Those harmed by crime...?
The 2007 conference of Quakers in Criminal Justice took place at Glenthorne Quaker Study Centre, Grasmere, Cumbria, from 23 to 25 February 2007.
The aim of the conference...
The categories “offender” and “victim” encourage us to think that those identified have distinct characteristics and that we only need to concern ourselves with them. But this may be too simplistic.
For instance, a “victim” usually refers to someone who is the immediate subject of a crime. This denies the reality that others caught in the shockwaves of a crime may be deeply traumatised by the experience but have their needs ignored. Crucially, studies have shown that a high proportion of those labelled “offenders” have, in other contexts, been the “victims” of crime themselves.
How, as Quakers, can we respond in a richer, deeper, more nuanced way which gives humanity to “offenders” who are, after all, “offenders” only when they are actually offending? How can we recognise and respond to the pain and loss of all those caught up in the vortex of a crime?
Restorative justice is often identified as a way of acknowledging wider realities. The exploration of the concept of social inclusion (as distinct from social exclusion) might also guide us.
In this conference we want to address these issues which challenge us as individuals, in our meetings, and in our lives. We hope that a richer appreciation might help us to a more authentic, inclusive and open response to … “those harmed by crime…”.
A participant writes about the conference...
A consideration of “those harmed by crime” was the challenge we set ourselves when we assembled in Glenthorne. It emerged that all of us had committed an offence of some sort and most of us had been victims of crime. Many offenders have been victims of crime themselves. So the distinctions between victim and offender blur.

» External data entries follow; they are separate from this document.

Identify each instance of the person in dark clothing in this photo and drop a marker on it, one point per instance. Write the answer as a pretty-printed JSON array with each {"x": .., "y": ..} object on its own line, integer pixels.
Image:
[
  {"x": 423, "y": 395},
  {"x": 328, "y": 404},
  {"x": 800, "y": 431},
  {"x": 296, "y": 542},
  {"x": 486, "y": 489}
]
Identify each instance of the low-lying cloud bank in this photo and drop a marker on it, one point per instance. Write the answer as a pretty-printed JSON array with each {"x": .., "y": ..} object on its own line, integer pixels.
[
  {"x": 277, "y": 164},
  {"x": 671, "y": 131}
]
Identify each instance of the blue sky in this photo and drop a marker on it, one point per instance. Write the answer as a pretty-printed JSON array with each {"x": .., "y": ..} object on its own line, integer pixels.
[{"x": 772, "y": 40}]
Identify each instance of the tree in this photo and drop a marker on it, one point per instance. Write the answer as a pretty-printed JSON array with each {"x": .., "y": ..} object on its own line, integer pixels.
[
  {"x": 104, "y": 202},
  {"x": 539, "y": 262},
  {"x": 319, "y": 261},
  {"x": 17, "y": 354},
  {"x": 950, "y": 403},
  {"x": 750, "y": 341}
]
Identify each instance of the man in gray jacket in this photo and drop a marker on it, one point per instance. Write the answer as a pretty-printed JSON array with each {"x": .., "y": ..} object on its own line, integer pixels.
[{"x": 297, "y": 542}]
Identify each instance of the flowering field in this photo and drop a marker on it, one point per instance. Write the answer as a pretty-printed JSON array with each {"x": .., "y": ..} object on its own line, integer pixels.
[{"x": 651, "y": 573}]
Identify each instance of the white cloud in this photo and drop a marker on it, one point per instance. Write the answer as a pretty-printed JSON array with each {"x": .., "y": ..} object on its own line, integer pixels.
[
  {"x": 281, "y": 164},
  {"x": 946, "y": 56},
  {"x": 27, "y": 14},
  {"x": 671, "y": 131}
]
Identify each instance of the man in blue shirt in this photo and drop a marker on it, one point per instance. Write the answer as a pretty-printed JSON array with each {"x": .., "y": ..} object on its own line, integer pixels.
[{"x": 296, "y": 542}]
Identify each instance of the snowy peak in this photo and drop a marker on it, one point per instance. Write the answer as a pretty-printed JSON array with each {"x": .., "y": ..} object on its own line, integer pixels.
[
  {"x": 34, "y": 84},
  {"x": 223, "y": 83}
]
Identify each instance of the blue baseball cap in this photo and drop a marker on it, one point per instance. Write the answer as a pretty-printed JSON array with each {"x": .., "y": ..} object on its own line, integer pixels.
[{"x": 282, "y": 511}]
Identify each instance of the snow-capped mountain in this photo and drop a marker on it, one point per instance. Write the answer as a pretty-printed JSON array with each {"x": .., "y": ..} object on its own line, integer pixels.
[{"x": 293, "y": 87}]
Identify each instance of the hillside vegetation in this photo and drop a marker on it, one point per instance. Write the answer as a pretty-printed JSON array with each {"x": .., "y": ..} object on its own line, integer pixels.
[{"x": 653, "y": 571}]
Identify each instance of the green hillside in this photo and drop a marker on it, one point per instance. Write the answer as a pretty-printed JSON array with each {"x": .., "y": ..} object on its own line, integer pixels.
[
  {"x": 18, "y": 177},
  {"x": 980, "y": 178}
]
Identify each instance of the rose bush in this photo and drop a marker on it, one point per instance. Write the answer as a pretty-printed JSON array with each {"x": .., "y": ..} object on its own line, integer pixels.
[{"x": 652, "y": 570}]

Two emergent topics re-focussed our weekend. Firstly, a prisoner from an open prison was to have talked about his experiences. Unfortunately a painful pattern repeated itself: unable to face the challenge of life outside, he had absconded from prison, giving himself up a few hours later, and thereby being recalled to closed conditions. His letter explained: I’m afraid to go out [leave prison]. In my heart I know I don’t want to.
Secondly, a speaker shared her concern and outrage about the criminal justice system, leading to the composition of the Minute reproduced below. She asked: What does John Reid mean by “Rebalancing the criminal justice system” in favour of the victim i.e. against the defendant? How are “victim” and “justice” defined? For example, there is a low reporting rate of crime against children, but outrage is expressed when children behave in an anti-social way. Can justice be impartially administered on behalf of an “unbalanced” society where poverty, racism and marginalisation are rife?
In his keynote address, a former senior prison governor pointed out that crime damages relationships and the “simple solution” of prison is quite inadequate. Two approaches have far more to recommend them: Community Justice, stressing local accountability, and the needs-based methodology of Restorative Justice.
The workshops were no less stimulating:
- Someone who had been bereaved by murder talked of the journey from harm to healing, exploring the outcomes of unresolved pain and the creative response of acceptance and forgiveness.
- The Director of Quaker Action on Alcohol and Drugs helped us understand the emotions of those whose addiction leads to crime.
- The author of a book on sexual offences spoke about the challenge of sex offenders in our Quaker Meetings.
Drawing the themes together, our final session reflected on Quakerism (“A DIY religion, encouraging responsibility”), Crime (“Crime is what society chooses to criminalise”) and what makes the Quaker response to crime unique. We felt that the Society should take up this burden and proclaim alternatives to the punitive media-let culture which demonises the vulnerable. These issues affect us all.